ESPN recruiting analyst Dave Telep said there aren't a lot of recruiting options left in the class of 2012 at point guard, which was a part of Kentucky's interest.
"I think Kentucky took a look around the board, saw that many of the top point guards were gone and realized Ryan Harrow was a strong option," Telep said.
Harrow needs the year off to work on his physical strength, Telep said. Harrow doesn't quite fit the mold of Calipari's star guards but has a dynamic ability to score and create offense.
At Kentucky, and previously Memphis, Calipari has put together a string of ultra-talented point guards who played one dominant college season and then jumped to the NBA. Rose, who led Memphis to the national title game in 2008, was the MVP of the NBA this season. Wall, who's from Raleigh, starred for Calipari at Kentucky in 2009-10 and was the top pick in the 2010 NBA Draft.
Kentucky has to replace point guard Brandon Knight, who led the Wildcats to the Final Four in his only season and is expected to be a lottery pick in next month's draft.
Calipari signed Marquis Teague, the top point guard in the class of 2011 and the younger brother of former Wake Forest guard Jeff Teague, to replace Knight.
If Teague leaves for the pro game after one year, Harrow would be in line to run the Wildcats' offense.
Harrow took over the starting point guard job from senior Javier Gonzalez, a three-year starter, in mid-January and started three games in a four-game ACC stretch. Then he sat out the Pack's 20-point loss at UNC on Jan. 29 and the subsequent loss to Virginia Tech at home. He started eight of the final 10 games, but his confidence and production had waned as Lowe's five-year tenure came to a close.

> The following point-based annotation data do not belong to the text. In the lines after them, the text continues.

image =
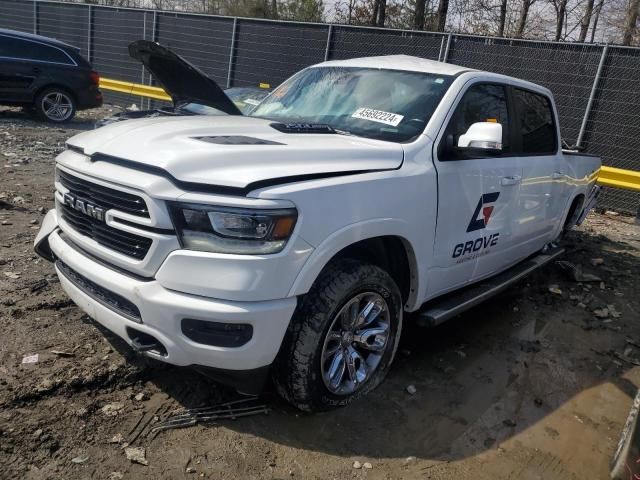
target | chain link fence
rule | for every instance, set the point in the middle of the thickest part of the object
(596, 87)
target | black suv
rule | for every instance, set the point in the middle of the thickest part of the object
(47, 75)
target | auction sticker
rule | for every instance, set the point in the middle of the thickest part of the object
(379, 116)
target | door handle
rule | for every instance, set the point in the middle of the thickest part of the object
(510, 180)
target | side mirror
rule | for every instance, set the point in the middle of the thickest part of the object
(482, 136)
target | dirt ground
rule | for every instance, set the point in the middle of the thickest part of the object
(534, 384)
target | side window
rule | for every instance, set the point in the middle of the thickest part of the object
(25, 50)
(480, 103)
(535, 123)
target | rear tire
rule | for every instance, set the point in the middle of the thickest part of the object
(342, 338)
(55, 104)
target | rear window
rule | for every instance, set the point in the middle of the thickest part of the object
(12, 47)
(536, 123)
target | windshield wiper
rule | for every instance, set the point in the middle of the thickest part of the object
(344, 132)
(303, 127)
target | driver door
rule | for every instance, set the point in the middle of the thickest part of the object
(477, 193)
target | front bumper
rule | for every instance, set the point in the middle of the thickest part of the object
(162, 311)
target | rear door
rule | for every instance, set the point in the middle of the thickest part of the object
(16, 74)
(538, 149)
(26, 65)
(475, 207)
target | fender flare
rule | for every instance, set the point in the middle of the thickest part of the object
(353, 233)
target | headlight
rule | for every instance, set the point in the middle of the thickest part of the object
(232, 230)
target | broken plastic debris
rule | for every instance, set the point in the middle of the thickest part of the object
(137, 455)
(576, 273)
(30, 359)
(230, 410)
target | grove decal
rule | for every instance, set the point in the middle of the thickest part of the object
(483, 212)
(472, 249)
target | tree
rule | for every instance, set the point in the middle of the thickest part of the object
(596, 17)
(585, 21)
(441, 16)
(379, 13)
(418, 15)
(503, 18)
(560, 7)
(630, 20)
(522, 20)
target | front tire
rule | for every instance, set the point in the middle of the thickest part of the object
(619, 469)
(55, 105)
(342, 338)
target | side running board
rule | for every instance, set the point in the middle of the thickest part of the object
(448, 306)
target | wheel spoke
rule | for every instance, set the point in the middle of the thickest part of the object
(369, 313)
(356, 366)
(336, 370)
(333, 343)
(374, 339)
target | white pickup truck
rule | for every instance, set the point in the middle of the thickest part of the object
(295, 239)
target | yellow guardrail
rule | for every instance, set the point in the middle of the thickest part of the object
(619, 178)
(609, 176)
(134, 89)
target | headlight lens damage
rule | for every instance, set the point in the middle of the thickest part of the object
(209, 228)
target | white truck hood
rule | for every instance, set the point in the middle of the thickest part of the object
(236, 151)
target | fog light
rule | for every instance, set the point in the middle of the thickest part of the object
(217, 334)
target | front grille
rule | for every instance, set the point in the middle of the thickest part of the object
(122, 242)
(105, 197)
(115, 239)
(100, 294)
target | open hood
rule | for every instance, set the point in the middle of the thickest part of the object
(183, 82)
(237, 152)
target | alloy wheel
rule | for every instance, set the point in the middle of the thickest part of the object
(57, 106)
(355, 343)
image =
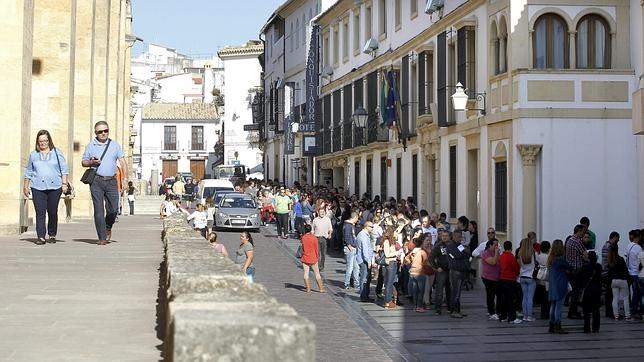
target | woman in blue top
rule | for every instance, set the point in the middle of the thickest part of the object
(45, 179)
(558, 269)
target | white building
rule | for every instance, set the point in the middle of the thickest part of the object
(549, 139)
(178, 137)
(287, 35)
(242, 71)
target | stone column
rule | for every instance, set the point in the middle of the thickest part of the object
(529, 155)
(16, 140)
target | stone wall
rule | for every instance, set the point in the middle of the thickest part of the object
(212, 312)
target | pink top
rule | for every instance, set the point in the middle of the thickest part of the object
(489, 272)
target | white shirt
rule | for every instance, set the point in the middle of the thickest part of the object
(632, 260)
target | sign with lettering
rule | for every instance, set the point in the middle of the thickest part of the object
(312, 74)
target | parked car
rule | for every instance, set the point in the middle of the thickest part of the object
(237, 211)
(208, 187)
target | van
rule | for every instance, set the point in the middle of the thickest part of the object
(208, 187)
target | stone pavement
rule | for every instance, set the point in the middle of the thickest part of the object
(404, 335)
(76, 301)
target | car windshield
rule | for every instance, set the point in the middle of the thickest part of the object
(210, 191)
(237, 202)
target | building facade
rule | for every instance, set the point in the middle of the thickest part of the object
(65, 66)
(178, 137)
(548, 124)
(243, 74)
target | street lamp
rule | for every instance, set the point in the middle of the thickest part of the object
(459, 99)
(360, 116)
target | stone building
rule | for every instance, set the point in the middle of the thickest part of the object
(65, 65)
(546, 136)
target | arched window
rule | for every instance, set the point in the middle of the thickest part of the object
(593, 42)
(550, 42)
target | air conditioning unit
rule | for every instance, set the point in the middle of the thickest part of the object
(370, 46)
(433, 5)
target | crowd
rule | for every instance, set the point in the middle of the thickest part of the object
(419, 257)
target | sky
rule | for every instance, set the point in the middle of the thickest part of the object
(199, 26)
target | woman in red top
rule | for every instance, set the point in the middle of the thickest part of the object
(309, 258)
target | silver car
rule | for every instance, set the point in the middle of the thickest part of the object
(237, 211)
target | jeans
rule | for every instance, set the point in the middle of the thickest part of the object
(555, 310)
(352, 267)
(390, 277)
(636, 296)
(365, 280)
(442, 279)
(528, 286)
(456, 279)
(282, 224)
(105, 198)
(417, 289)
(322, 249)
(46, 201)
(620, 292)
(491, 292)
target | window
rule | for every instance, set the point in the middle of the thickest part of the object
(382, 18)
(500, 196)
(593, 43)
(170, 138)
(383, 178)
(397, 14)
(452, 181)
(356, 179)
(367, 23)
(345, 41)
(369, 177)
(398, 178)
(356, 32)
(550, 42)
(336, 46)
(197, 138)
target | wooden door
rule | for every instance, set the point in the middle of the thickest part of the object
(169, 168)
(198, 169)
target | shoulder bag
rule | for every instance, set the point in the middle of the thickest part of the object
(70, 188)
(90, 173)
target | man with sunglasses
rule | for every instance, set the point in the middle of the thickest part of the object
(103, 154)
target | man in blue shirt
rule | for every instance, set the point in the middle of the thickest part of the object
(349, 233)
(364, 256)
(105, 196)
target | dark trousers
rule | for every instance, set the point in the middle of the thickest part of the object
(322, 249)
(507, 289)
(46, 202)
(282, 224)
(456, 279)
(365, 280)
(441, 281)
(105, 198)
(491, 293)
(591, 310)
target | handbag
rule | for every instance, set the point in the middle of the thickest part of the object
(70, 188)
(90, 173)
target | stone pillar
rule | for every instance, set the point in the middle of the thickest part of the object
(16, 141)
(529, 155)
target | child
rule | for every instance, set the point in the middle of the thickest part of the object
(591, 276)
(212, 238)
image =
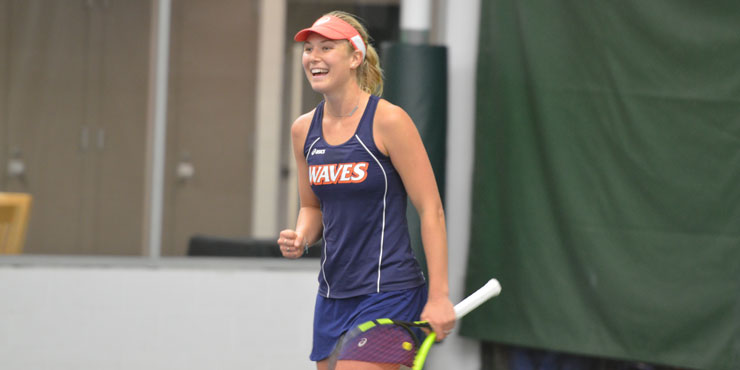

After Lowe resigned in March and new coach Mark Gottfried was hired on April 5, Harrow decided to transfer. He visited St. John's, Louisville and Georgia before deciding to play for Kentucky.
"I think it's a good fit for me," Harrow said.
Earlier this week, Gottfried added Cal State Bakersfield guard Alex Johnson to replace Harrow. Johnson, who averaged 13.3 points per game, will graduate from the Division I independent in June and will be eligible for the 2011-12 season as a graduate student.